One of history’s most famous composers will deliver a new work from beyond the grave next week – with a little help from a team of modern-day composers, musicologists and computer scientists.

Beethoven began what would have been his tenth symphony in the final years of his life. But poor health prevented him from completing more than a few musical sketches before his death at the age of 56, in 1827.

“These fragments have now been turned into a complete piece of music using artificial intelligence technology,” said the Classic FM website. 

The lead computer scientist on the project, Professor Ahmed Elgammal, explained how his team at Rutgers University-based startup Playform AI “taught a machine both Beethoven’s entire body of work and his creative process”. They then applied that analysis to the beginnings of his final symphony “to create something that Beethoven himself might have written”, wrote Elgammal in an article on The Conversation.

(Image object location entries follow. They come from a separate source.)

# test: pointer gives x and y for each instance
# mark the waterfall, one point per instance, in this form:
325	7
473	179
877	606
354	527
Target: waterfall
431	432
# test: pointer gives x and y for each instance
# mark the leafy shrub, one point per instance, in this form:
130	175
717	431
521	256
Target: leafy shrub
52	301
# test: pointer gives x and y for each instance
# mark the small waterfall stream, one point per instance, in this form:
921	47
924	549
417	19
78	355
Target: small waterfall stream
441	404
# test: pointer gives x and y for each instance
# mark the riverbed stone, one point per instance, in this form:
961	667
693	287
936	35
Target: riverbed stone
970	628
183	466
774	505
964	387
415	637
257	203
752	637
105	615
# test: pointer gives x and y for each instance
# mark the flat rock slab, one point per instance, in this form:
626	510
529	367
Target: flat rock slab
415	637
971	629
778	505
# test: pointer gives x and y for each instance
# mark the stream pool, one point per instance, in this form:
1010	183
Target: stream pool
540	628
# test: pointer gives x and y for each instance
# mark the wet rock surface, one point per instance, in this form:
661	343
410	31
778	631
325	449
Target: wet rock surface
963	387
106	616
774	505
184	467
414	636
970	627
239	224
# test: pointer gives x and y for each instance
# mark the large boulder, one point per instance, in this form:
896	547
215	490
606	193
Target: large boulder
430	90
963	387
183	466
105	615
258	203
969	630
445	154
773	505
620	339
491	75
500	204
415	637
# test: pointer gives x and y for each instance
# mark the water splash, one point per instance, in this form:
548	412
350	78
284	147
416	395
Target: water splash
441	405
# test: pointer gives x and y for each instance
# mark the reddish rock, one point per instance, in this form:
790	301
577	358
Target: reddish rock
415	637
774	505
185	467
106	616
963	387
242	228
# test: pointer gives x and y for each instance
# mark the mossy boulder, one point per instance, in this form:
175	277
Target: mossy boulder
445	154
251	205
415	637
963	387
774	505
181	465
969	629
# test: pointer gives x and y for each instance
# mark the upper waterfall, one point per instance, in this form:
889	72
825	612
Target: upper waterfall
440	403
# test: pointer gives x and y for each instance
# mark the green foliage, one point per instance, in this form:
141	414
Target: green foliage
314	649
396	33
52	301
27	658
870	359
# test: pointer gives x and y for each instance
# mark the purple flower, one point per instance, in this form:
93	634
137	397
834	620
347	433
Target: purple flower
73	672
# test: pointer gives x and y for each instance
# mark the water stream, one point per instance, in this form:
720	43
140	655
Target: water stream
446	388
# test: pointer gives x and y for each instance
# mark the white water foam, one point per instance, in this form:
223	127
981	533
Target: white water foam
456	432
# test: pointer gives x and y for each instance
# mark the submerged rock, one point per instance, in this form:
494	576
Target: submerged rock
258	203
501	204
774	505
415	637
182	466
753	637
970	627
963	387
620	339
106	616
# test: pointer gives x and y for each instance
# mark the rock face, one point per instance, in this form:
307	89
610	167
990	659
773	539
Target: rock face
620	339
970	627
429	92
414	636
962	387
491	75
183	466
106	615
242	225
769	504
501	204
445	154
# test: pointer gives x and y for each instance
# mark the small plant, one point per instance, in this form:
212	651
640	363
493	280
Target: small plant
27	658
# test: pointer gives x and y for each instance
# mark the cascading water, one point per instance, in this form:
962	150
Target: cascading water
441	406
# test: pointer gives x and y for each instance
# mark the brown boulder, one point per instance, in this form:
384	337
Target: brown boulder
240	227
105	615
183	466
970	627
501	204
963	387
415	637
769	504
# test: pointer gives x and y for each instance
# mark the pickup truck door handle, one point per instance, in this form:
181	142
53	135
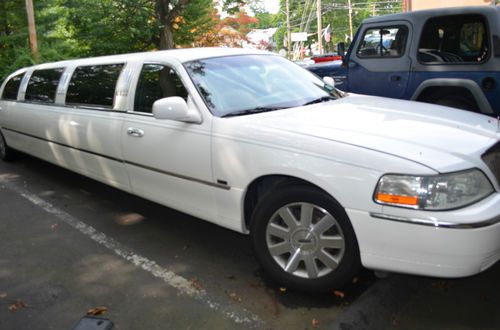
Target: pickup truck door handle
137	132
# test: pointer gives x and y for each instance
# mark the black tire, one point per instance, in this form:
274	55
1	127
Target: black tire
6	153
306	238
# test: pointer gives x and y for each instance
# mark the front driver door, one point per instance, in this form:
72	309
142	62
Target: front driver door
379	62
168	161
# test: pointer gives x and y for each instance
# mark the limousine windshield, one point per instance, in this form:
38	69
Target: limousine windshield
257	84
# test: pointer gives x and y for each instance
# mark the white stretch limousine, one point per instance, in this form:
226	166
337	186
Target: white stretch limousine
323	181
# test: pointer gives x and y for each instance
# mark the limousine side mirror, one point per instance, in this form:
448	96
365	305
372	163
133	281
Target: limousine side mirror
175	108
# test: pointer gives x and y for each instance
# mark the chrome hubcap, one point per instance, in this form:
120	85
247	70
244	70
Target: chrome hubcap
305	240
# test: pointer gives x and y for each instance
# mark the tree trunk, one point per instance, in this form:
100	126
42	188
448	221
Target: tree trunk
166	14
3	13
166	37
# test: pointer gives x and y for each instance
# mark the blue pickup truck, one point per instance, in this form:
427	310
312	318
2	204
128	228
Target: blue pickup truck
445	56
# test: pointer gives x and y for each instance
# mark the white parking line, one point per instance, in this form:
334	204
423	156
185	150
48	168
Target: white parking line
182	285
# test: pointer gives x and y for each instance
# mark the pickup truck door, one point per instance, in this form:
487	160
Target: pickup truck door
379	62
168	161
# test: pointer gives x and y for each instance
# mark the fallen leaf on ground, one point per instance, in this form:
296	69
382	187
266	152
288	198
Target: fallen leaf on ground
97	311
339	294
234	297
17	305
196	284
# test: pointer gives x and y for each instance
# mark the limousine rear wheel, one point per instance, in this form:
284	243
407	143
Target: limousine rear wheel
6	153
304	240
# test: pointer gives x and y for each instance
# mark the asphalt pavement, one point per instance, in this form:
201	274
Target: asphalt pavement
69	244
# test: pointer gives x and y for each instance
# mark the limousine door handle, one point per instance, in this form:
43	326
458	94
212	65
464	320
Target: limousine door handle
137	132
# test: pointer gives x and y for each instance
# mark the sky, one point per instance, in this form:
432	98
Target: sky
272	6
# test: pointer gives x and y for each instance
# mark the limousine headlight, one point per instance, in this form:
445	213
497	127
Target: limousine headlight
439	192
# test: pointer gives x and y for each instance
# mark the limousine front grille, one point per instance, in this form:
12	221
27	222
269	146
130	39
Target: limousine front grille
492	159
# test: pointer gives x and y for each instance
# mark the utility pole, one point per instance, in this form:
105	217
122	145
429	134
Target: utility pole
320	27
31	28
288	32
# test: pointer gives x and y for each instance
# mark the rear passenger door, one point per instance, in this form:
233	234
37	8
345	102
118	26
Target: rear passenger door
379	62
168	161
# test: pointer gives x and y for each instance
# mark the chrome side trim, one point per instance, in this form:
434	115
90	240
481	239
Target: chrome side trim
175	175
433	222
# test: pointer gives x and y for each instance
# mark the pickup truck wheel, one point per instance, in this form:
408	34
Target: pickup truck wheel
303	239
6	153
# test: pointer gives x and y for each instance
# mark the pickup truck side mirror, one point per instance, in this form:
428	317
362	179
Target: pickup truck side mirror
175	108
341	49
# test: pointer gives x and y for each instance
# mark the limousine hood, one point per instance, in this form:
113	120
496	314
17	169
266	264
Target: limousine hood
441	138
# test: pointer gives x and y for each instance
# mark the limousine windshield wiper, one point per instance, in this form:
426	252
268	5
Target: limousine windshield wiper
252	111
320	100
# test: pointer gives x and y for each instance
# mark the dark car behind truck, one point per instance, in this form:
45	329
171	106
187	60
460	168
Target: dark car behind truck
446	56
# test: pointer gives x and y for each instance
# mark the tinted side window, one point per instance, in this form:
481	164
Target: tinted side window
383	42
155	82
454	39
12	87
93	85
43	85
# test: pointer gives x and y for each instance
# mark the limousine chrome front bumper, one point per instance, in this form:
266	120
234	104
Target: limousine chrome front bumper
445	248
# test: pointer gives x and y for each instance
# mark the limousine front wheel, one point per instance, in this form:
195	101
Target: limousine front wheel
304	240
6	153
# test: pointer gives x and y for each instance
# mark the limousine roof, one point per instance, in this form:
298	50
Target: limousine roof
182	55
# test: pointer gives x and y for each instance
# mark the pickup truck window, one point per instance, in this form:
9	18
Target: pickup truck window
93	85
42	85
389	41
12	87
156	82
454	39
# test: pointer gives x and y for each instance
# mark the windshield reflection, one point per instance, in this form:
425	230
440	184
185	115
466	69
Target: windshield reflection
246	84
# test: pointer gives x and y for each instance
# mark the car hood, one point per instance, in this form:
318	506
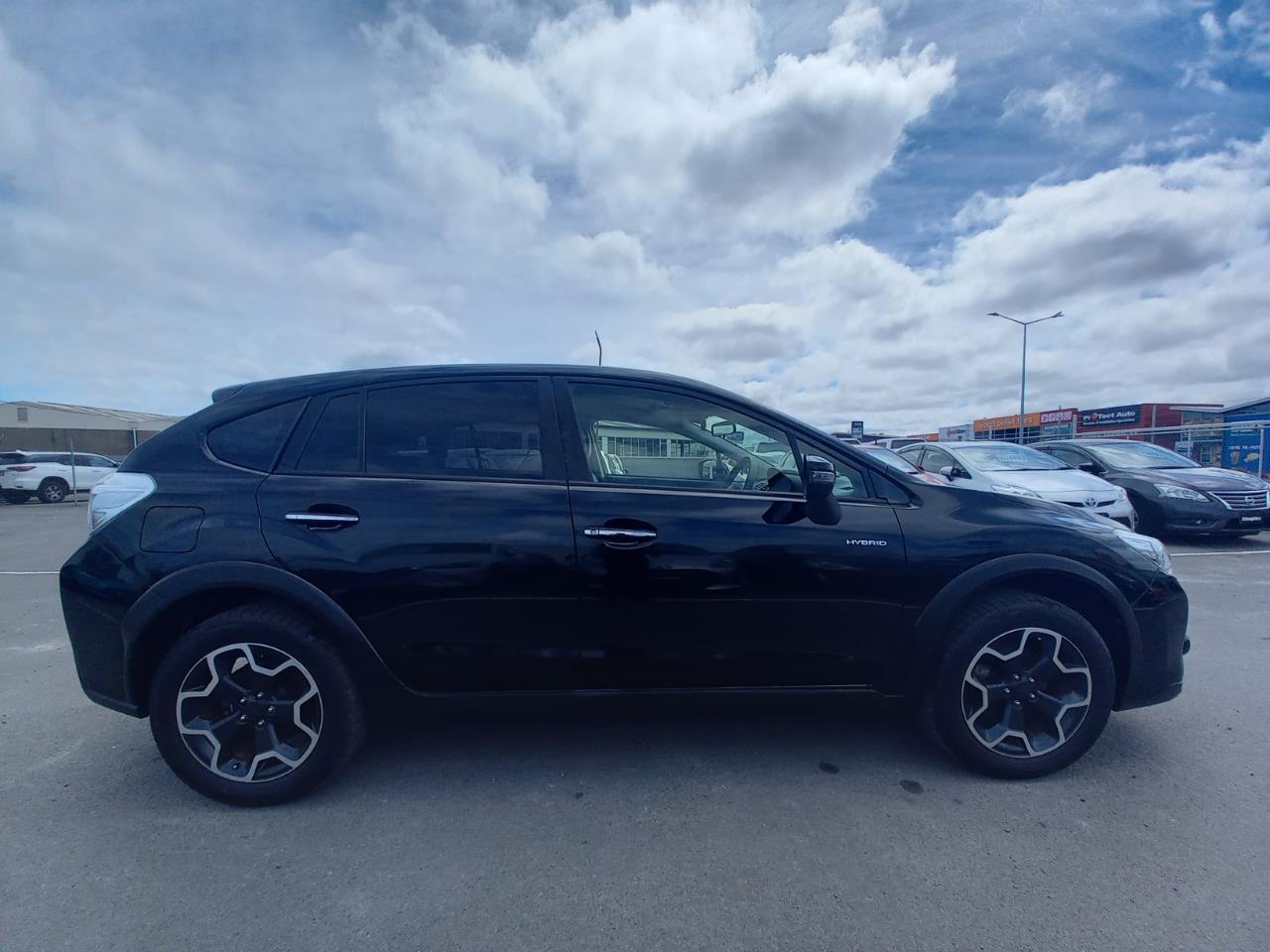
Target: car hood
1053	481
1206	477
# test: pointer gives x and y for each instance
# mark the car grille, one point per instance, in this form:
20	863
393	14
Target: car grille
1245	500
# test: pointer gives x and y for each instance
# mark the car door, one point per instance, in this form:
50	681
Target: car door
441	526
698	569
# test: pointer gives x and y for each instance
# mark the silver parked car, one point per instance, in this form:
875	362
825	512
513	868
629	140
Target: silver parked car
997	466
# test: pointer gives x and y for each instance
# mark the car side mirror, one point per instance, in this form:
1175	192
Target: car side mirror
822	507
820	477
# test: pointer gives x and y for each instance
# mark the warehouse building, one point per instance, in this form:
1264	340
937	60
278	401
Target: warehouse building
1046	424
42	426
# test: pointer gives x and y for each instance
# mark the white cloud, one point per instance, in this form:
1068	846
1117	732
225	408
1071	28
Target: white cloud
1067	104
495	184
665	121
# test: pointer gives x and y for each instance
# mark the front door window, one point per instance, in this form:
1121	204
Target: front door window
638	436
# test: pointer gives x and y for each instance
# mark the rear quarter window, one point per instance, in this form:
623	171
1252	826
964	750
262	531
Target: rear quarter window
255	439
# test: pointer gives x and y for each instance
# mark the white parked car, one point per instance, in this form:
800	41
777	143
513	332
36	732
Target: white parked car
997	466
50	476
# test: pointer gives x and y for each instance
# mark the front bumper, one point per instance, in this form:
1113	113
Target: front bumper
1214	518
1155	671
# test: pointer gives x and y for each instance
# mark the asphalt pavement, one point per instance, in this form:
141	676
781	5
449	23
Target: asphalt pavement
643	824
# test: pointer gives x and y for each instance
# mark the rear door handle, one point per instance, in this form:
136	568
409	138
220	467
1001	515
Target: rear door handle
322	521
616	537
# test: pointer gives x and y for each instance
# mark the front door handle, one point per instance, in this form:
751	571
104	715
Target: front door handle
620	537
322	521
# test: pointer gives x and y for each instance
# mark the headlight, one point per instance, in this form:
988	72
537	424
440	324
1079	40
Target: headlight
1171	492
114	494
1151	547
1011	490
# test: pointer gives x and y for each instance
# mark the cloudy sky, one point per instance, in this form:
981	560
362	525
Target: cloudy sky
813	203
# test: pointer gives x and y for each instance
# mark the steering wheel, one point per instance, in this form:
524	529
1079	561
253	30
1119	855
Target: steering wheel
729	477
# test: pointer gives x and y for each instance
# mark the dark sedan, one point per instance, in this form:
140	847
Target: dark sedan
1171	494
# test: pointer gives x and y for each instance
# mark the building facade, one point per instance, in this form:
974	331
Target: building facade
1043	424
42	426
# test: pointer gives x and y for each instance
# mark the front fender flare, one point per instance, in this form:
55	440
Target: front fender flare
940	612
270	580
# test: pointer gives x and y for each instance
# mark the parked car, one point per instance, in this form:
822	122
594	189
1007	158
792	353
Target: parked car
259	571
50	476
1174	495
997	466
897	443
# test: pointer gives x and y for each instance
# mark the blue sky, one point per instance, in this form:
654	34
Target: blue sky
815	203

Austrian composer Walter Werzowa was also enlisted to put together a new kind of composition that would integrate what Beethoven left behind with the AI-generated material. A computational music expert transcribed Beethoven’s sketches and processed his entire body of work to ensure the AI was accurately trained.

And a musicologist helped to decipher and transcribe Beethoven’s sketches for the symphony to try to understand his intentions.

The resulting piece of music will premiere on 9 October at the Telekom Forum in Bonn, Beethoven’s birthplace. A recording will be released on the same day.

Elgammal does not expect everyone to approve. “There are those who will say that the arts should be off-limits from AI, and that AI has no business trying to replicate the human creative process,” he conceded.

But there are some early signs of acceptance. “The first test was to see if an audience of experts could determine where Beethoven’s phrases ended and where the AI extrapolation began,” said Classic FM. “When they couldn’t, the team knew they were on the right track.” 

His tenth symphony will now join an exclusive group of AI-assisted compositions. In 2019, Schubert’s final symphony was also completed by software, from a Huawei smartphone.